The hone is with almost certainty not a Coticule, unless... it's a very oxidized La Grosse Blanche, which is a Coticule layer that slowly turns dark brown for light exposure during many years. The brown color easily rubs off with a slurry stone, and a pale creamy color waits underneath. The hone also looks to be covered with a dark gunk. Unlikely a Coticule, but not entirely impossible.
But since Coticule don't normally gunk up like that, my bet is that it's some kind of dual sided barber hone. If that's the case, Cedrick Smythe might chime in with more information for you.
Hmmm. i see this often in eBay auctions... did it come in that wooden box in the background?... also is it about 6" x 2" (15cm x 5cm for my metric friends).

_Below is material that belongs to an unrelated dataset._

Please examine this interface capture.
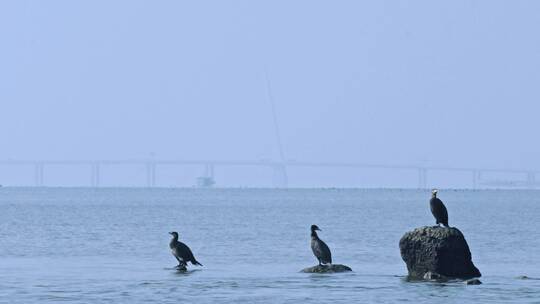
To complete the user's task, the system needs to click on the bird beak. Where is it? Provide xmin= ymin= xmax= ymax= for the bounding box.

If the above is correct then I suspect it's a Norton India Oil stone as mentioned by FiveOhNine... and some of the ancient oil has dried up on the surface.
If it is the oil stone, then when you lap it the fine side will appear pink or deep peach color, Also, it may or may not have the inked stamp on the side or it may be faded.
The unfortunate thing is... they are sometimes unevenly joined like a natural coticule/bbw combo stone, and because of the pink color, when photoed by an amateur, looks just like a cotocule.
But you are not alone... I have one too.
However I could be wrong... and you may may be lucky, and have a Frictionite type hone that simply needs a little cleaning or lapping.
Give the thing a lapping, if it's so hard that you feel a few "new" muscles developing on your arm, then you may have a Norton... however, if it laps easy, then you may have one of the most valuable vintage man-made razor hones in existence.
To me it looks like one of these.
Those chips in it don't look like they could be from a coticule. I could be wrong on that one. I do have a bunch of barber hones with chips like that, but it looks a little thick to be a double sided barber hone.